Barnes traced the historical origin of these schools of thought, starting with legal formalism as the previously prevailing approach to law. He then explained that legal realists pushed back against formalism, voicing concerns that legal rules alone do not predict outcomes (i.e., the law on the books is not the same as the law in action). He explained that legal realists encouraged a more thoughtful way of engaging with the law by encouraging its empirical study, and so helping to create the space for the socio-legal perspective to emerge. The socio-legal perspective is a contextualized approach that says you cannot divorce law from the context from which it has been interpreted. In response to this, the Law and Society Association (LSA) was founded in 1964 as an intellectual home for many socio-legal scholars, and it encouraged interdisciplinary approaches to the empirical study of law.
At the same time as the LSA emerged, there was a push back against legal realism by Critical Legal Studies (CLS) (1970s), emphasizing that legal realism was not speaking enough about justice, but rather only about rights. Additionally, there was pushback from Critical Race and Feminist Legal Theory (1980s) because CLS was seen as overlooking the voices of women and people of color. This approach introduced the ideas of intersectionality into the legal system, unconscious bias, anti-essentialism, and interest convergence.
Within the critical approaches, Barnes explained that narrative methods like autobiography, storytelling, or allegory become important to “re-story” the past and “re-imagine” the future. The critical approaches saw social science as using a positivist approach, and CRT wanted to do large scale structural interventions and not be pushed into social science methods. Barnes also explained the CRT argument that statistics had bee
n widely misused as a cover for racism.

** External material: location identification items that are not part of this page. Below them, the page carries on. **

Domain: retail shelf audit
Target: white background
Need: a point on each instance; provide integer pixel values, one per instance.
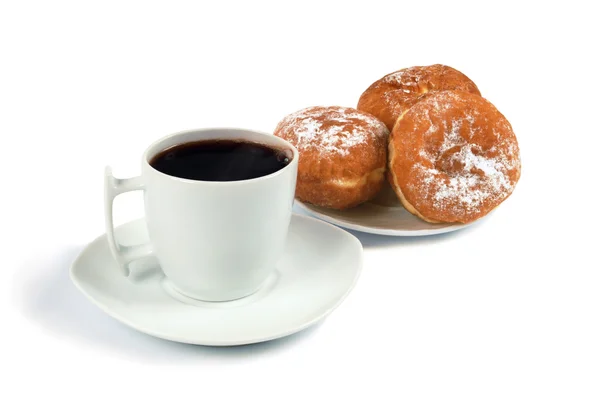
(510, 307)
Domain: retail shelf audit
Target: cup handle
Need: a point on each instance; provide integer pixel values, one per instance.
(112, 188)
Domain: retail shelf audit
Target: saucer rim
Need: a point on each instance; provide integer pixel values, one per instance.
(224, 343)
(451, 227)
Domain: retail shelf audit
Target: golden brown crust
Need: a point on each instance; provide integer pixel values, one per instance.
(392, 95)
(342, 154)
(453, 157)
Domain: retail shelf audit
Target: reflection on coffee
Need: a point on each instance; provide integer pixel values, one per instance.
(221, 160)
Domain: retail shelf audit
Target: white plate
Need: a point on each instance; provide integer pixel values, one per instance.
(384, 215)
(318, 270)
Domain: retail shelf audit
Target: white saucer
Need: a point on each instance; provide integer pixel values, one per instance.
(384, 215)
(320, 267)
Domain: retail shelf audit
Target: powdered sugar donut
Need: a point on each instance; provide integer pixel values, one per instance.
(342, 154)
(453, 157)
(392, 95)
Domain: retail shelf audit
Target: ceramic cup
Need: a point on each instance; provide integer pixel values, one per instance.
(215, 241)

By and large, the thinking was that social science research was treating race in an overly simplified way, and the scholarship that dealt with race was minimal and constituted very little of the published peer-reviewed literature. Socio-legal scholarship, in turn, had a critical response to the narrative techniques, claiming that the narrative approach is problematic because it is unreliable, non-verifiable, and potentially in opposition to truth (seeing truth as something that is only seen in one way).
Creation of Empirical Methods and Critical Race Theory Project (e-CRT)
Barnes argued that in 2008 there was a movement to find a meaningful way to bridge the gap between the qualitative methods in the social sciences and critical race theories and feminist work. He explained that both groups were and are trying to explore the relationship between law and everyday life and that qualitative methods give us the ability to build on this. This led to the creation of the Empirical Methods and CRT (e-CRT) Project. This project encourages critical scholars to introduce rigorous social science methods into their work and advance more critical theories into socio-legal scholarship. As the collaboration between CRT scholars and the legal discipline grows, e-CRT encourages forming projects in which, from the outset, people think of each other as equals and collaborate. Some examples of this work include Pulled Over (Epp, et al., 2014), American Bar Foundation Civil Rights in Their Own Voices: Situated Justice (Nielsen, et al., 2012), Cheating Welfare (Gustafson, 2011), Blinded by Sight (Obasogie, 2013), and Unequal Profession (Deo, 2019). Barnes highlighted that this is a significant shift in legal analysis and that legal research no longer thinks of projects with race and gender as an aside, but rather as more explicitly core to the projects.
A Robust Discussion
Participants at the Qualitative Methods talk discussed the role of ethnographies in the different approaches. Barnes expounded that some CRT methods were similar to those used by qualitative researchers, such as interviews. Ethnography posed a challenge for traditional social science methods because of presumed rule structures about how social science methods have to be done. He also emphasized that sometimes CRT prefers autobiography and other narrative histories.